SPX gapped open higher at the opening this morning and that is a very bullish sign. But we have been whipsawed back and forth by this market for the past several trading sessions. I watched the screen carefully this afternoon, wondering if we would see another rapid sell-off as we approached the close. But we retained most of today's gains into the close.

Another positive in today’s market was the weakness this morning. After a positive open, the market dipped around 10:30 am ET, but SPX did not reach Friday’s close. Then the bulls took control once again and continued to drive the balance of today’s trading session.

Friday’s price action was also a positive sign for this market. SPX broke its 200 dma at 2539 briefly, but then strongly rebounded over 81 points to close at 2620.

Have we reached bottom? That seems to be the question of the past several days. It is early to be sure, but these signs suggest we are close:

1. Friday’s strong recovery after hitting the 200 dma.
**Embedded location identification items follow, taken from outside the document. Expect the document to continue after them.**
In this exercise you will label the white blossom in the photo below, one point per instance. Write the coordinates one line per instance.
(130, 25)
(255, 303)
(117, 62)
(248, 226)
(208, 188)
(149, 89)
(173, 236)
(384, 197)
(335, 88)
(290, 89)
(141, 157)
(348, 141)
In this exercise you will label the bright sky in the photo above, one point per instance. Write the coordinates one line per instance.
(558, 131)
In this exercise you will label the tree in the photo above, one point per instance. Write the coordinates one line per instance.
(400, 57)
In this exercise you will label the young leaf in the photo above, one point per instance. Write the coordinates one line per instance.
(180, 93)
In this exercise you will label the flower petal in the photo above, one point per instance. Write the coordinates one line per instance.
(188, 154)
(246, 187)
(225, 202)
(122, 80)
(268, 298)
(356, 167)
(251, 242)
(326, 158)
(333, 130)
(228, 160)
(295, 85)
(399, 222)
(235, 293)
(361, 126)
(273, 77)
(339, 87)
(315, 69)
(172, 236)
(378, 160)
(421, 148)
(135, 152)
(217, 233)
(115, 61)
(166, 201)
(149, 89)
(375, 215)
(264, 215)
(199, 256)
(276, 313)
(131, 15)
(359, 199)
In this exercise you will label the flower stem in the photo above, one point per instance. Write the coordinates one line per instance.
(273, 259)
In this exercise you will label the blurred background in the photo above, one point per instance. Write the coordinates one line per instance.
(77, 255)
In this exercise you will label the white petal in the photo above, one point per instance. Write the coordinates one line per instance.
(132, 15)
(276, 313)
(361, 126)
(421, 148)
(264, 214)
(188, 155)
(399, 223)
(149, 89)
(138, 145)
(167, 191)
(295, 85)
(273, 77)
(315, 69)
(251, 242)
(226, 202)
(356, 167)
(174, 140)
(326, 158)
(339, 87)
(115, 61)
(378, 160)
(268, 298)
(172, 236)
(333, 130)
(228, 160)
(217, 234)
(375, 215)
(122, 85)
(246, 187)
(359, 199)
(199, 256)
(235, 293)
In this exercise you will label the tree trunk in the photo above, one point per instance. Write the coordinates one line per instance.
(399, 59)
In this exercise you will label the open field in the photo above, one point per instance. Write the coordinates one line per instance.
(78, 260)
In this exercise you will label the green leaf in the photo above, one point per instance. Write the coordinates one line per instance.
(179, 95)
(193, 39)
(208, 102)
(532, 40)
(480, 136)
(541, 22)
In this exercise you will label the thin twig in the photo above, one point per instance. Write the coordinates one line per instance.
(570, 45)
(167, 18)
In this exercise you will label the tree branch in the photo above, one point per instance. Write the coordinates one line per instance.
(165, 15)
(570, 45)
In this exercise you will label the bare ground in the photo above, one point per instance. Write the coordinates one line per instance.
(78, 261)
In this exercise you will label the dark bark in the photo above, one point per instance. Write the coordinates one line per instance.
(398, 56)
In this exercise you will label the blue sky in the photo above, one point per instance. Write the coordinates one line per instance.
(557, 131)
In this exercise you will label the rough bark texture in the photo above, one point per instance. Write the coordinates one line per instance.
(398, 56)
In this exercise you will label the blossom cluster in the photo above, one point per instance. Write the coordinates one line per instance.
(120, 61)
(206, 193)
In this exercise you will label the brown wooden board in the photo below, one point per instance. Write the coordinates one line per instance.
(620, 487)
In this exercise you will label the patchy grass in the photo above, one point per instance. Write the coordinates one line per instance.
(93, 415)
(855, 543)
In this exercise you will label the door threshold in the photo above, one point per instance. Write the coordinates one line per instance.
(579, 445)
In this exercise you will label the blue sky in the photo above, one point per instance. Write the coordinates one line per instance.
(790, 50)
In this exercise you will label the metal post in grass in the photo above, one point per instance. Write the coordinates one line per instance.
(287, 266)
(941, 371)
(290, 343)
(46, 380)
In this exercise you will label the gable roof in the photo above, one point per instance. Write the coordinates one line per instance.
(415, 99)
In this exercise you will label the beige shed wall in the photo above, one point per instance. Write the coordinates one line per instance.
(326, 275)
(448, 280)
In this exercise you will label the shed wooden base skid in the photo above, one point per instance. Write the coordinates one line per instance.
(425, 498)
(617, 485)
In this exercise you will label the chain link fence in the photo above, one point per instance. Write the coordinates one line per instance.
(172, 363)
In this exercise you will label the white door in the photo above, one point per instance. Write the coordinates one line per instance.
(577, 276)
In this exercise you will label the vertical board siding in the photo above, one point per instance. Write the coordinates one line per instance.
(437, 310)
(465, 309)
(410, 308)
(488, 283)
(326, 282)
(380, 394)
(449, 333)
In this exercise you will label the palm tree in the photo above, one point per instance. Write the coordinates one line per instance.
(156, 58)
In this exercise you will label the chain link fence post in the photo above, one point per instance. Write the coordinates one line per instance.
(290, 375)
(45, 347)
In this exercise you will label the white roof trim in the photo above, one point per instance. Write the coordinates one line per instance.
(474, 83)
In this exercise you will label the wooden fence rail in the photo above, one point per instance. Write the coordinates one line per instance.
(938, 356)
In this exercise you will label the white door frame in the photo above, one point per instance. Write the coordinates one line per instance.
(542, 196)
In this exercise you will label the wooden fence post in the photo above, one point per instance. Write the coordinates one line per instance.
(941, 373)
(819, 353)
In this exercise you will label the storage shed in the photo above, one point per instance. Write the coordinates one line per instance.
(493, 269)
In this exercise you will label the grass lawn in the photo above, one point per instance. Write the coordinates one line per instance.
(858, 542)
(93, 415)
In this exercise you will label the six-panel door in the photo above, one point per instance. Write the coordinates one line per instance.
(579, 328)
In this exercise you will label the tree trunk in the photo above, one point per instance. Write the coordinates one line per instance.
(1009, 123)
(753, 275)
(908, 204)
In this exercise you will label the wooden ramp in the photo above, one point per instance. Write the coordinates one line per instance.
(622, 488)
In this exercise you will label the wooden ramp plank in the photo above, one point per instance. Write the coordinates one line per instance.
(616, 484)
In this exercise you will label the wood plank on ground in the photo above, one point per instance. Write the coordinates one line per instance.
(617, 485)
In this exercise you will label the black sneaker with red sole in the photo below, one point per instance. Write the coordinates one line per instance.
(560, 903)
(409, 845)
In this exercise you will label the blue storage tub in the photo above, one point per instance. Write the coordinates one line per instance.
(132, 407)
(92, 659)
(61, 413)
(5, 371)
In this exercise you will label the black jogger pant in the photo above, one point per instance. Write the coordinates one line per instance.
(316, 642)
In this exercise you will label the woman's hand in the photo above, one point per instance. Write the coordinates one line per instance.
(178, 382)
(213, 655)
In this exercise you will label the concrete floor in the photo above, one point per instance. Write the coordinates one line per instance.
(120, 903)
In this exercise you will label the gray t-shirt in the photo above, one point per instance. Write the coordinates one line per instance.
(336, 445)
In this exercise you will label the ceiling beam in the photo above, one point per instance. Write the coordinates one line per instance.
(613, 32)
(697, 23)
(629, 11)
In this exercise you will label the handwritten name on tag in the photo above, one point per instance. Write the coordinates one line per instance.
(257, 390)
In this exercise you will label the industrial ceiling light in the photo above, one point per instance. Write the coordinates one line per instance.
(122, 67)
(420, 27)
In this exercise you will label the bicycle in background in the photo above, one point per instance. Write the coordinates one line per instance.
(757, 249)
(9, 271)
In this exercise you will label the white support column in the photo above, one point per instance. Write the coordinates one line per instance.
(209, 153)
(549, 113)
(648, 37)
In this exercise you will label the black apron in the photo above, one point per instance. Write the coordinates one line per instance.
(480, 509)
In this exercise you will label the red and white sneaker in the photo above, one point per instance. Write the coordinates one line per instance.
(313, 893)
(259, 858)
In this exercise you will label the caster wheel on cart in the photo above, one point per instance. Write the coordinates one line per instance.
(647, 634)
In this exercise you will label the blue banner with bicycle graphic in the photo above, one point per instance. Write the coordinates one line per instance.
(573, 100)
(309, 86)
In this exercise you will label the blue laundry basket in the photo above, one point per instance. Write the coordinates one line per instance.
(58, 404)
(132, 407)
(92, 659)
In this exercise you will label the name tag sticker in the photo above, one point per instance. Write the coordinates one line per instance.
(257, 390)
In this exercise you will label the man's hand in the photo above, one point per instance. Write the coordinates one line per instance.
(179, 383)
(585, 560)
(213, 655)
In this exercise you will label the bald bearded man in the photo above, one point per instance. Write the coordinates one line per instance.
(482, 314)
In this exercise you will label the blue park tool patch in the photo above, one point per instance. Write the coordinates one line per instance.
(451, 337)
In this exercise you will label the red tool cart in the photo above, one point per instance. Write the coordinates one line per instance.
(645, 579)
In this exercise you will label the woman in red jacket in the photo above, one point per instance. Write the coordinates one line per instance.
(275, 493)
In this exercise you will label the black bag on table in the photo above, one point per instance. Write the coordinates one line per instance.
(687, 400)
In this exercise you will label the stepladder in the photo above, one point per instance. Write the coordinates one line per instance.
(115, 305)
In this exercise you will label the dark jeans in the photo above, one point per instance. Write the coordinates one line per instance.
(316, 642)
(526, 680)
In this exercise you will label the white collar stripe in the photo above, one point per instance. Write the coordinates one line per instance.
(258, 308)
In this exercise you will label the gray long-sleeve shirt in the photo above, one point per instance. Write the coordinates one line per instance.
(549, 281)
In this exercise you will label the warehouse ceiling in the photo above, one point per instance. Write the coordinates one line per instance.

2. This morning’s gap up opening.

3. A successful recovery by the bulls this morning.

4. A declining VIX.

I began to collect a series of stock trade candidates today in preparation for putting some cash to work in the next few days. I found 15 stocks that have met two principal criteria: 1) They didn’t decline far during this correction, and 2) They were trading higher today. In one case, the stock is already teasing its high before the correction. I will be selecting trades from this group for Dr. Duke’s Trading Group over the next few days.